Q & A

Some of your questions answered.

What Is Autism?

Autism is a developmental disorder that is diagnosed when a child demonstrates problems or abnormalities in language, socialization, and behavior. For example, autistic children typically have significant speech delays; they may be nonverbal or only babble, exhibit a limited vocabulary, or use words or phrases in a highly repetitive and obsessive fashion, e.g. use the same word or phrase over and over again. Socialization is also a problem with autistic children often either being quite withdrawn and “off in their own world” or they may approach others in an attempt to socialize but, once involved in the social encounter, may not be sure of what to do or say, which contributes to social withdrawal. Thirdly, there are unusual mannerisms, sometimes referred to as “self-stimulatory behaviors” that may include toe-walking (that continues past 18 months of age), hand-flapping, staring for extended periods of time, jumping, obsessively clinging to a particular toy, among many other unusual behaviors. These odd behaviors are referred to as “self-stimulatory” because it seems that the child is “stimulated” by the behavior and finds the activity to be reinforcing. However, at the same time, these behaviors tend to interfere with normal socialization. Not uncommonly, there are also hyper or hypo-sensitivities (for example, being extra sensitive to particular fabrics, or insensitive to pain), sleep difficulties (not sleeping throughout the night), food-related issues (being exceptionally finicky or having difficulties with portion management, i.e. putting too much food in their mouth at one time), and difficulties tolerating changes in routine.

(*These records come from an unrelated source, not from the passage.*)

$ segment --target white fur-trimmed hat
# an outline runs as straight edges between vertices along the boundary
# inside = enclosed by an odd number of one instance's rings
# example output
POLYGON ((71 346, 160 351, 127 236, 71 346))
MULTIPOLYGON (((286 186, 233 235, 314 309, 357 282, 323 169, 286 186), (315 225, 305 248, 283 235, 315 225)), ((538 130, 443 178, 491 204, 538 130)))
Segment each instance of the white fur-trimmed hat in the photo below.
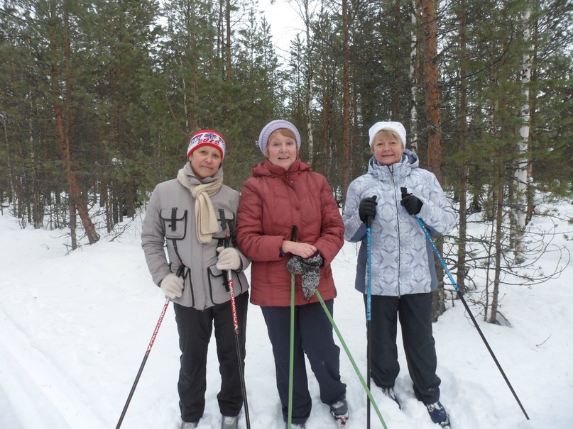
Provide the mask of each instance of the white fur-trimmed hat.
POLYGON ((370 137, 371 147, 372 147, 372 143, 374 141, 374 137, 382 130, 392 130, 394 131, 400 136, 404 149, 406 148, 406 129, 400 122, 376 122, 370 127, 368 130, 368 135, 370 137))
POLYGON ((271 137, 273 133, 281 128, 285 128, 293 132, 297 140, 297 147, 300 149, 300 134, 299 134, 297 128, 288 121, 275 119, 266 124, 261 131, 261 134, 258 136, 258 147, 261 148, 261 152, 263 154, 265 153, 266 145, 268 144, 268 138, 271 137))
POLYGON ((212 146, 219 150, 221 154, 221 160, 225 157, 227 144, 223 136, 213 130, 202 130, 197 131, 191 138, 189 145, 187 147, 187 157, 189 157, 195 149, 202 146, 212 146))

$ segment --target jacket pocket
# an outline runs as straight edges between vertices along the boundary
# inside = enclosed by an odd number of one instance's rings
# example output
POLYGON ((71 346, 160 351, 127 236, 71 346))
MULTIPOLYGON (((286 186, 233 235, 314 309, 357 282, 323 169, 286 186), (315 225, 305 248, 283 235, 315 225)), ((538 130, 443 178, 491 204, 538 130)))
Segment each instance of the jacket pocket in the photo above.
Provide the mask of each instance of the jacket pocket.
MULTIPOLYGON (((227 273, 219 269, 216 265, 209 267, 207 272, 209 279, 209 293, 213 303, 220 304, 229 301, 230 290, 227 281, 227 273)), ((233 291, 236 296, 244 291, 245 286, 236 272, 231 271, 231 274, 233 278, 233 291)))
POLYGON ((177 207, 161 210, 161 220, 165 230, 165 238, 183 240, 187 235, 187 210, 177 207))

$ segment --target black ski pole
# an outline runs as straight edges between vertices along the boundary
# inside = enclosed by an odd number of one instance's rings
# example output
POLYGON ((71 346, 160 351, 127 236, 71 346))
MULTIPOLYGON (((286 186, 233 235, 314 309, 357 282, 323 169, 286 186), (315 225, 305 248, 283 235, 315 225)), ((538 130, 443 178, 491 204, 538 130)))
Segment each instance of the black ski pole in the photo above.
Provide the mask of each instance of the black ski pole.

What is Asperger’s Disorder?

Asperger’s Disorder was coined by Hans Asperger in 1944. He described individuals who present with a similar pattern of unusual behavior including, for example, that these individuals are fully fluent and of average intelligence, but often use language in an odd and peculiar manner and display a mechanical quality to the flow of their speech. Individuals diagnosed with Asperger’s disorder also tend to be rather obsessive about various topics of interest and will speak on these topics, and sometimes nothing else, for days or weeks before moving on to some other topic. However, the hallmark and most predominate feature is poor socialization skills. These individuals tend to have poor eye contact, disturbed personal boundaries (can be too intrusive in how close they stand to someone), interrupt, not understand how to begin and end a conversation, and have difficulty with changes in routine. However, individuals with Asperger’s Disorder do not experience difficulty with speech fluency and are generally lacking in those “self-stimulatory” behaviors, compared to a child with autism who has difficulty with both of these areas.

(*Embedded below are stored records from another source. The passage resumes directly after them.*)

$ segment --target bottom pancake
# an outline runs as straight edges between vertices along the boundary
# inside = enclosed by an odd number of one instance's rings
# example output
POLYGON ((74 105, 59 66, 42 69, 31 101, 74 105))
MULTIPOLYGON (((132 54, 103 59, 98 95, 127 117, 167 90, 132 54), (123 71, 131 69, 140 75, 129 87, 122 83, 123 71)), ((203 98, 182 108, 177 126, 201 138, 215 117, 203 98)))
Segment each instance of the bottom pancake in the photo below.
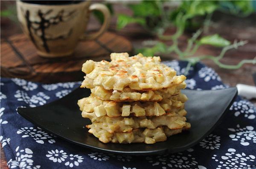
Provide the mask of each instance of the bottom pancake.
POLYGON ((105 143, 145 143, 148 144, 165 141, 167 137, 181 132, 183 130, 188 130, 190 127, 190 123, 186 123, 185 126, 179 129, 169 129, 166 126, 163 126, 154 129, 140 128, 129 132, 110 133, 99 126, 87 126, 90 129, 89 132, 105 143))

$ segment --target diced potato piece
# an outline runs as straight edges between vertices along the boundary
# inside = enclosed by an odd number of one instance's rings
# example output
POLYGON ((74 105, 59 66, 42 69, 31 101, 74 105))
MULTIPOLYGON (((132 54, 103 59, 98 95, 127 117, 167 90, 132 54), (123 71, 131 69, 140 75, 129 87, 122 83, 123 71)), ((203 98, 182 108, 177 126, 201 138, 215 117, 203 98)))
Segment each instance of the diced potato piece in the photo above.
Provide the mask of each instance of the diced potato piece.
POLYGON ((83 110, 84 109, 84 106, 85 104, 86 99, 86 98, 81 99, 77 101, 77 104, 78 104, 78 106, 79 106, 80 110, 81 111, 83 111, 83 110))
POLYGON ((156 128, 154 123, 150 119, 144 119, 140 121, 140 125, 142 127, 146 127, 148 129, 154 129, 156 128))
POLYGON ((134 124, 134 121, 132 118, 125 118, 124 120, 125 125, 132 125, 134 124))
POLYGON ((157 116, 159 116, 165 114, 164 110, 160 106, 157 102, 155 102, 154 104, 154 114, 157 116))
POLYGON ((94 68, 94 62, 92 60, 89 60, 83 64, 82 71, 86 74, 90 73, 94 68))
POLYGON ((83 111, 88 113, 93 112, 93 108, 94 108, 94 107, 95 106, 92 105, 92 104, 85 104, 84 106, 84 109, 83 110, 83 111))
POLYGON ((145 138, 145 143, 146 144, 153 144, 155 143, 156 141, 152 138, 148 137, 145 138))
POLYGON ((163 74, 158 73, 156 75, 157 82, 158 83, 162 83, 164 80, 164 78, 163 74))
POLYGON ((113 76, 108 76, 104 78, 102 85, 107 90, 111 90, 113 88, 115 83, 115 79, 113 76))
POLYGON ((116 132, 115 135, 119 143, 131 143, 134 139, 132 132, 116 132))
POLYGON ((128 116, 131 112, 131 104, 123 104, 122 108, 122 116, 128 116))
POLYGON ((136 116, 145 116, 146 113, 145 109, 137 104, 132 107, 131 113, 134 113, 136 116))
POLYGON ((97 117, 103 116, 107 114, 107 112, 104 108, 104 106, 103 104, 101 104, 98 106, 93 109, 95 115, 97 117))
POLYGON ((180 115, 184 116, 186 115, 187 112, 185 110, 185 109, 182 109, 182 110, 180 110, 177 113, 180 115))
POLYGON ((107 115, 109 117, 117 117, 119 116, 119 108, 116 102, 110 101, 105 106, 107 115))

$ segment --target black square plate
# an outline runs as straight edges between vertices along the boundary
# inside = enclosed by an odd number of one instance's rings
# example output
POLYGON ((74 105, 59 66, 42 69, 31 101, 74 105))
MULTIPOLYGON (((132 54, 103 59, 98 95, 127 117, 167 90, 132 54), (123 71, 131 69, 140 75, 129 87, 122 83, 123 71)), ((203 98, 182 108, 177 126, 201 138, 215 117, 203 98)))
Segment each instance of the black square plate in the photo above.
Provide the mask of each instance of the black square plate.
POLYGON ((18 108, 24 118, 52 134, 76 144, 109 152, 145 155, 176 152, 187 149, 209 134, 228 111, 237 95, 236 88, 216 90, 184 90, 189 98, 186 117, 191 124, 187 132, 172 136, 166 141, 153 144, 104 144, 84 127, 90 124, 84 118, 77 100, 90 96, 90 90, 78 88, 59 100, 36 107, 18 108))

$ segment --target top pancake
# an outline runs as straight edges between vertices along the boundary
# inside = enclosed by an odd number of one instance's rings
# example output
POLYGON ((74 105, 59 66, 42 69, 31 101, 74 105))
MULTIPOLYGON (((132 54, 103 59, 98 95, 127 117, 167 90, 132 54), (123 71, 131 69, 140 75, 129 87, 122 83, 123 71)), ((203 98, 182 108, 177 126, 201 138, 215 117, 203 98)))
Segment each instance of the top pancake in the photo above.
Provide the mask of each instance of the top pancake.
POLYGON ((127 53, 112 53, 111 61, 87 60, 82 71, 86 73, 81 87, 101 86, 105 90, 122 91, 128 87, 137 90, 155 90, 182 83, 184 75, 176 76, 172 68, 160 63, 159 56, 145 57, 139 54, 129 57, 127 53))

When do these behaviors begin?

The behaviors and delays described above begin to surface before the second or third birthday, and sometimes before the first birthday. There are times when the child may develop “normally” for the first 18 months or so, then regress in the form of losing words, socially withdrawing, and displaying those aforementioned odd behaviors.

What causes autism?

There is no known cause of autism. Numerous theories and suspicions abound, but no one knows for sure. Some have implicated vaccines, but the subsequent research has been inconsistent with some findings providing support that vaccines are the culprit but most research findings suggesting otherwise. Genetics seem to play a role given that, for example, the condition is more prevalent in first degree relatives than otherwise. Researchers are also analyzing brain structure, chromosomal abnormalities, and various medical conditions.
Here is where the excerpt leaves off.